POLICE authorities should worry about acts of indiscipline, corruption and criminality in the Force. The mass posting of police officers to numerous roadblocks, especially in the South East and South South has not deterred violent crimes like kidnapping and armed robbery.

In the South East, a large number of policemen, especially men of the Mobile Unit, has been farmed out to protect the illegal convoys of high net worth individuals and their families whenever these people are in town.

Some of the policemen “report to work”, complete with their AK 47 assault rifles, whenever their wealthy “customers” are in town, and return to base when these individuals leave. It is unimaginable that the police perform these assignments free, or that their superior officers do not know about these irregular postings.

Only recently, Lagos State Commissioner of Police, Mr Marvel Akpoyibo, personally arrested some officials of two banks and their police escorts who, against the directives of the police authorities, were engaged in conveying cash in bullion vans. The rule stipulates that movement of cash must be in bullet-proof vehicles.

After a wave of high fatalities among police officers escorting bullion vans, Deputy Inspector General of Police (Administration) Mr Uba Ringim, in a 28 September 2007 circular to all police commands expressed his dismay at the brazen disobedience of the Inspector General’s order that cash was to be moved only in armoured, bullet-proof vans.

Police authorities had also directed that any bank that refused to provide bullet-proof vans would not be obliged the services of police escorts.

“I love my policemen and I do not want them to be unnecessarily exposed to enemy fire while escorting insured cash…I cherish my men in the same way that the banks cherish their money,” Mr.

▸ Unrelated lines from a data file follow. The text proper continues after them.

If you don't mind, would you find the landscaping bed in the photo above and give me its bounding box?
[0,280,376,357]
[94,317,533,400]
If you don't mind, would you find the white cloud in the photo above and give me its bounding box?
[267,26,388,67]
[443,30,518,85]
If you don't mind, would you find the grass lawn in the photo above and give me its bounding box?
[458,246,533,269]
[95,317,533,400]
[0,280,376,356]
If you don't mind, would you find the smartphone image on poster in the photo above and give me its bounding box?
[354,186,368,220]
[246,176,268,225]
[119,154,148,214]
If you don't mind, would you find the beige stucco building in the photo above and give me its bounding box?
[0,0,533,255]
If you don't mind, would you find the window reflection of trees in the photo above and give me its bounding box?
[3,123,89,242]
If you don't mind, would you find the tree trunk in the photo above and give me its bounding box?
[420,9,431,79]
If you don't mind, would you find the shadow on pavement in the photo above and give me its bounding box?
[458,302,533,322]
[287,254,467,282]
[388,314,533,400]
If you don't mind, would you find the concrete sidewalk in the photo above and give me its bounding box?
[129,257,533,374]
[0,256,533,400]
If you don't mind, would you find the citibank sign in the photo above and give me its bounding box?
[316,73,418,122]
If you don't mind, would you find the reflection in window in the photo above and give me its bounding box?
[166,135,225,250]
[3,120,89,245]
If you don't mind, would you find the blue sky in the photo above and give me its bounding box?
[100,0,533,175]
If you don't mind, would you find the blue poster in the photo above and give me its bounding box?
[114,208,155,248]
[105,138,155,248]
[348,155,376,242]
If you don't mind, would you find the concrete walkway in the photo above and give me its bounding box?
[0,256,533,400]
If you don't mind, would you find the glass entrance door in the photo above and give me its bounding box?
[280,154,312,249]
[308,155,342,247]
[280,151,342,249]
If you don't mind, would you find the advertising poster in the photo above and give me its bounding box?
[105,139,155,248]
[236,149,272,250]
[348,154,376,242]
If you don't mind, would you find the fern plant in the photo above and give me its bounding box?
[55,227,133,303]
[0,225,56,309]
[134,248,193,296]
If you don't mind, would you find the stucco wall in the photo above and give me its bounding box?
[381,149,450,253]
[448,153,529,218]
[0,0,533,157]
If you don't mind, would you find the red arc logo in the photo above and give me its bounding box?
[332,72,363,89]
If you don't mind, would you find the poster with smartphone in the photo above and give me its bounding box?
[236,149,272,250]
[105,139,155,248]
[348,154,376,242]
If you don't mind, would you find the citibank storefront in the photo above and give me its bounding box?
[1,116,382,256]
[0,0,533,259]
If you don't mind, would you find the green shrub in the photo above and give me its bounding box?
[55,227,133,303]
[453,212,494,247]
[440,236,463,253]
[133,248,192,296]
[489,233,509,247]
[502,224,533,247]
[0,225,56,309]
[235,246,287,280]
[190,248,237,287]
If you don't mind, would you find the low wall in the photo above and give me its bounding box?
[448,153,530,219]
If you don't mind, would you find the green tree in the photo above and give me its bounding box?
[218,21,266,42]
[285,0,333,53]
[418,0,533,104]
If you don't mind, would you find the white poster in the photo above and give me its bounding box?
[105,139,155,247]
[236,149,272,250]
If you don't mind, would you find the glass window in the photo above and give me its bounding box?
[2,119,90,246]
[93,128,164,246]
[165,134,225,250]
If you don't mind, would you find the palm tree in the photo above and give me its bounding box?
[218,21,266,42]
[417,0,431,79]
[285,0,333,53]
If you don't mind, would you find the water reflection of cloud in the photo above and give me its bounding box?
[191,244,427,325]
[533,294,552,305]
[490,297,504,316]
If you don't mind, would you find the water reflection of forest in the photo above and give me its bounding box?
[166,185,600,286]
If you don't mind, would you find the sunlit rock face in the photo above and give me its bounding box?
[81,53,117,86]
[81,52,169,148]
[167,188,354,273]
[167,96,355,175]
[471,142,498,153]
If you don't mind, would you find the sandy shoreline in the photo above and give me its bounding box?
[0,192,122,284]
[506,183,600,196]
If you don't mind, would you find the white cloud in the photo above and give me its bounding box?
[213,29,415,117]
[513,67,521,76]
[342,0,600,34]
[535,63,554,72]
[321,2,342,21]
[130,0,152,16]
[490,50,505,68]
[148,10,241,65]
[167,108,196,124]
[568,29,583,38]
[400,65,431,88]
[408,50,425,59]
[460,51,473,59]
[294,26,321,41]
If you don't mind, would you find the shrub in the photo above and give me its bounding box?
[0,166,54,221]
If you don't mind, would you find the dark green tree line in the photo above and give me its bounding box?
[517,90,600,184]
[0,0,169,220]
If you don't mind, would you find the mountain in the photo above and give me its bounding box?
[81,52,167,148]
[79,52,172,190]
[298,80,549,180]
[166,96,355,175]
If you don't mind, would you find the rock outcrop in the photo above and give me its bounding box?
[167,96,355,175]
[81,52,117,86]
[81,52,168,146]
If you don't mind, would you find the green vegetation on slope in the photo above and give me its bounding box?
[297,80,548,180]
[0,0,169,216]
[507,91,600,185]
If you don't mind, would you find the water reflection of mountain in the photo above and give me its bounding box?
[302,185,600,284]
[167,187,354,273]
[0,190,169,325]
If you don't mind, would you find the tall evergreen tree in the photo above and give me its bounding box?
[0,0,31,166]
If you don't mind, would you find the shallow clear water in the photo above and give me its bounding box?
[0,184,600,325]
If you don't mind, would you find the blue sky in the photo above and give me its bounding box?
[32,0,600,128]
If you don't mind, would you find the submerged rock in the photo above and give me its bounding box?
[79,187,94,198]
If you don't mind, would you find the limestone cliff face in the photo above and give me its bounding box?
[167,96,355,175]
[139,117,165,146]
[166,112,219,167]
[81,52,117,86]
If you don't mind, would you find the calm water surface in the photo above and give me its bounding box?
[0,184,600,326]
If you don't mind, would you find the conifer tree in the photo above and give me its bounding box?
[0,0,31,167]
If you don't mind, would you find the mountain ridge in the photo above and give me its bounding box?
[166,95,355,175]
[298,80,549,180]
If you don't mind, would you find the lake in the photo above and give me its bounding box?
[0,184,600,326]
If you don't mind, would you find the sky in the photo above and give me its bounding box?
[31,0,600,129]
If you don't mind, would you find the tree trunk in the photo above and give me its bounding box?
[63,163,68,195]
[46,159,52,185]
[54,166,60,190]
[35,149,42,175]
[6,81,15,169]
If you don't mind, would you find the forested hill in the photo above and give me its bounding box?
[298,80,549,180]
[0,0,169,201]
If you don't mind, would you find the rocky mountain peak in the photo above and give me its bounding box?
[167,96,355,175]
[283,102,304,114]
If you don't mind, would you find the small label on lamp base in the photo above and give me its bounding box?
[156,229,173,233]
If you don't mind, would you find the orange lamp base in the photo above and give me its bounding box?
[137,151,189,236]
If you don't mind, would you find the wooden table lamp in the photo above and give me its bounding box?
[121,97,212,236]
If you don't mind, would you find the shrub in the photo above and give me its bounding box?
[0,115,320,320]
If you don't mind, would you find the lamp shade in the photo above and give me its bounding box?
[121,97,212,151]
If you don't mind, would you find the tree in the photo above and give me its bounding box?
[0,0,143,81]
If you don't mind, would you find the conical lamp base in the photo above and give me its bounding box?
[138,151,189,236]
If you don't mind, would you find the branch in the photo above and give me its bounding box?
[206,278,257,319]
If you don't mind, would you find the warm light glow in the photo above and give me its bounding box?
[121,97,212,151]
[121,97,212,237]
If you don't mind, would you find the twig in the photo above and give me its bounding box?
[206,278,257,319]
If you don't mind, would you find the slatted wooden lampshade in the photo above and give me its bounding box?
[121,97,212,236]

Akpoyibo said after the arrest.

Hardly a day passes without virtually all the police commands in the country letting out police officers to escort bullion vans, thus continuing to endanger lives of their officers and men.

What happened to discipline and obedience of directives by constituted authority? As the primary state agency for the maintenance of law and order, the police must be guided by obedience to orders. This cherished tradition is often compromised by many officers helping themselves to acts of irregular conduct and corruption. Many are no longer concealing this fact.

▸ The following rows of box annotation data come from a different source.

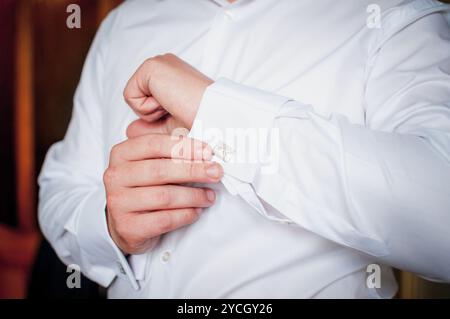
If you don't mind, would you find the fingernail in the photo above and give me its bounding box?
[195,146,212,161]
[206,164,222,179]
[203,145,212,161]
[206,189,216,203]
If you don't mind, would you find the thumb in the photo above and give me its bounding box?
[126,115,189,138]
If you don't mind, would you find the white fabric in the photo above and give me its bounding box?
[39,0,450,298]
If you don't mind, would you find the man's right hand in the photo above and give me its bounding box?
[104,134,223,254]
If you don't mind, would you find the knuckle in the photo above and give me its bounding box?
[106,193,121,212]
[116,221,140,250]
[109,144,121,159]
[192,189,206,203]
[155,187,171,206]
[155,213,174,234]
[152,162,167,182]
[185,208,198,223]
[103,166,117,186]
[147,134,163,155]
[186,162,196,178]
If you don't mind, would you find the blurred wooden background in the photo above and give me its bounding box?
[0,0,450,298]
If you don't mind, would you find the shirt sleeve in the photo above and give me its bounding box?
[190,7,450,281]
[38,11,137,289]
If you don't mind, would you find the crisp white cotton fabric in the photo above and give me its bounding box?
[39,0,450,298]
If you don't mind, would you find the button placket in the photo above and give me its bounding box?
[161,250,172,263]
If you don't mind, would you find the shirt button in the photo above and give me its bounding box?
[161,251,170,263]
[117,261,125,275]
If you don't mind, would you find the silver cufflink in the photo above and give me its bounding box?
[213,142,234,163]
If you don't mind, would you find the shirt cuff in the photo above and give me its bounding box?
[65,189,139,290]
[189,78,289,186]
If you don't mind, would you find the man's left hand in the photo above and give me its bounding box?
[124,54,213,129]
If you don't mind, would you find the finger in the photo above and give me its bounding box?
[110,134,212,165]
[116,185,216,212]
[126,115,188,138]
[138,107,168,123]
[116,159,223,187]
[123,63,155,117]
[130,208,201,238]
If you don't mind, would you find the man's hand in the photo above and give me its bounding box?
[104,134,223,254]
[124,54,213,129]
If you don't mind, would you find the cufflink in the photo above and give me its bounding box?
[213,142,235,163]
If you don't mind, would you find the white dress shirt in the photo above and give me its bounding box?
[39,0,450,298]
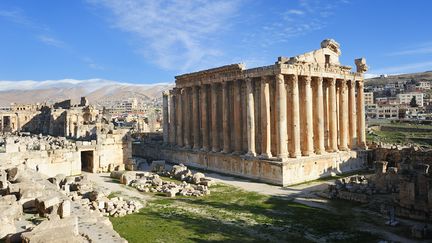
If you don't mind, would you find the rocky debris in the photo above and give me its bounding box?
[21,217,86,243]
[0,164,127,242]
[150,160,165,173]
[111,161,214,197]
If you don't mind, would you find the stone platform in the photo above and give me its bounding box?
[132,143,368,186]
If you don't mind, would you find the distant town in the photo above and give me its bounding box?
[364,72,432,123]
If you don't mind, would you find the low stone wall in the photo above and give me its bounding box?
[132,143,367,186]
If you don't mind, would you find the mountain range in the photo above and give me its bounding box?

Some of the commercial vehicles with incomplete documentation belong to policemen, who have the effrontery to paint some parts of the buses in police colours or inscribe MOPOL (mobile police) on them.

Criminals explore the preferential waivers these vehicles get during checks for their operations.
Officers now know that when the police authorities say the checkpoints should be dismantled, they do not mean it.

When they vow to withdraw policemen guarding politicians and the rich, they cannot implement it for the obvious selfish gain from such illegal postings. In the same way, the directive on the withdrawal of police escorts from vans that are not bullet-proof is ignored.

The police must address discipline and tackle corruption among its officers and men, otherwise, the occasional arrest of erring officers, which is usually given wide media publicity, will become empty propaganda.